Prepaid college tuition plans are no longer the surefire solution to runaway tuition costs they once seemed.
The mostly state-sponsored plans were designed as a way to save for college by locking in at least a portion of future tuition at today’s prices.
The premise remains sound: Pay now to minimize the shock of rising costs. After all, tuition has increased an average 7 percent annually since 1990 and shows no sign of slowing down.
But the battered finances of state governments have raised questions about whether some plans will live up to their promises.
Numerous states have shut down their plans or changed them as their deficits widened. Facing shortfalls, some have bumped up the prices by charging substantial premiums above the cost of current tuition. And several of the 11 open plans do not offer guarantees.
“It’s a model that doesn’t always work,” says Joseph Hurley, a CPA and the founder of Savingforcollege.com.
College financing experts advise parents and students to carefully review the specifics of their state’s plan and determine if it makes sense for them.
A closer look at some important points to consider about prepaid plans:
BASICS
A prepaid tuition plan allows families to buy future tuition units or credits at current prices. If you purchase shares worth one semester’s tuition when your child is young, the shares should always be worth one semester’s tuition regardless of how much rates increase. The credits can sometimes also be applied to room and board.
Most prepaid plans have residency requirements. Purchased credits can be applied toward a college in another state, but there’s no assurance the full cost will be covered. If a student decides to attend a private or out-of-state college, the plans typically pay the average of in-state public college tuition, according to Mark Kantrowitz, founder of the financial aid site FinAid.org.
States invest families’ money in the stock market and use their investment returns to pay for the tuition.
But some programs have run into trouble after investments lost money in the market downturn in 2008-09 and tuition rose faster than expected.
Alabama had to make compromises in its program this spring in order to keep it operating, and now pays less than full tuition. Prepaid plans in Kentucky, Illinois and South Carolina are less than 80 percent funded for future payouts, raising the risk of future changes.
AVAILABLE PLANS
There are 21 prepaid plans offered in 19 states.
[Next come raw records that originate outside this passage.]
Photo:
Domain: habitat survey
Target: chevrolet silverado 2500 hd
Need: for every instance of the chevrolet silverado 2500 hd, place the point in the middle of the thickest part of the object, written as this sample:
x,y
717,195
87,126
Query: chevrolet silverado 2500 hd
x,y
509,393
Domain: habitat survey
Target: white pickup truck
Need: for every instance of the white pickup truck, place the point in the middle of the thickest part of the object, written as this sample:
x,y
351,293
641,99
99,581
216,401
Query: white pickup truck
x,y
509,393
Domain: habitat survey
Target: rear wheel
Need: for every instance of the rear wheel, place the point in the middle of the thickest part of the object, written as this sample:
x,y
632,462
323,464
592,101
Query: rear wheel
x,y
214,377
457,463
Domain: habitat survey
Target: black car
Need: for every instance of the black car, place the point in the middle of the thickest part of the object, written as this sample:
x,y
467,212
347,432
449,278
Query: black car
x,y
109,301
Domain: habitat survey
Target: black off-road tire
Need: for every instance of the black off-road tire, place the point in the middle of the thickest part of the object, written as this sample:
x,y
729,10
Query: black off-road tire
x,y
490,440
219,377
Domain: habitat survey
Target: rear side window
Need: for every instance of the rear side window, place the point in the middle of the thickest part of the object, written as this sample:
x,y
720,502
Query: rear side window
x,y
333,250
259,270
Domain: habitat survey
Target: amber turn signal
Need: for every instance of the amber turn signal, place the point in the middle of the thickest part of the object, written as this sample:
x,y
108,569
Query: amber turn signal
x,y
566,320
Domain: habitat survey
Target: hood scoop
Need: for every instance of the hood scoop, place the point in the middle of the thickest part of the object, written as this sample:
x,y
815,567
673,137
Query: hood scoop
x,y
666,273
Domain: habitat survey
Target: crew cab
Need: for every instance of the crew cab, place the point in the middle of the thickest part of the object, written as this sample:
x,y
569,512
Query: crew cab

But 10 states have closed plans to new participants.
Among the 11 open plans, only Massachusetts, Mississippi and Washington guarantee theirs with the “full faith and credit of the state,” according to the College Savings Plans Network. That means they will borrow if necessary to make up the difference if the plans run short of money.
Alaska, Florida, Maryland and Virginia also back their plans with differing guarantees. Open plans in Michigan, Nevada, Illinois, Pennsylvania and Texas are backed only by the funds’ assets.
Just two prepaid plans are open to residents of any state: Massachusetts’ U.Plan program and the Private College 529 Plan, sponsored by the Tuition Plan Consortium representing more than 270 private colleges and universities nationwide.
PROS
Advocates of prepaid tuition plans call them “peace of mind programs” and say they still offer that comfort.
“They’re still very appealing in this environment with unknown amounts of tuition increases as well as investment volatility ahead of you,” says Joan Marshall, executive director of College Savings Plans of Maryland. “A couple of states clearly have had problems, but it’s unfair to lump them all in together.”
Prepaid plans as a whole are 93 percent funded, up from 91 percent a year ago and that’s more than adequate to assure future payouts, according to the College Savings Plans Network.
As to any fears of not getting your money back, Marshall says no one who has used a prepaid plan has received a lower amount than was paid in.
Kathy and Joe Halliday of Bel Air, Md., paid off their daughter’s tuition through Maryland’s prepaid plan by the time she was in middle school. That meant they didn’t agonize when the stock market crumbled. The plan covered Leah’s two years in community college and now will take care of her tuition at Johns Hopkins University.
“It was a great relief,” Kathy says. “It was the best financial investment we ever made.”
Mat Forrest and his wife Jillian of West Palm Beach, Fla., recently purchased a Florida prepaid college plan for their daughter Addison, who turns 2 in August. He acknowledges that the interest rate is small and they might well do better investing the money in a stock plan. But he likes the simplicity of being locked into a fixed monthly payment of $287.71 and knowing that should take care of Addison’s college tuition.
“Any time you can lock in the cost 18 years before you need to pay it, that’s probably a good thing,” he says. “And I don’t need to stress out over the markets.”
CONS
Some experts who once recommended the plans for new investors no longer do. They cite the increased risk that states won’t make good on their original commitments and the chance that parents will have to pay more to make up for shortfalls in state funds.
“Peace of mind may be a fiction,” says Kantrowitz. “If you’re investing now for the first time, the money may disappear by the time your child is ready for college.”
While losing your money is unlikely, there’s a real chance of seeing your investment stay flat or even decline in value if the state makes changes that dilute the plan.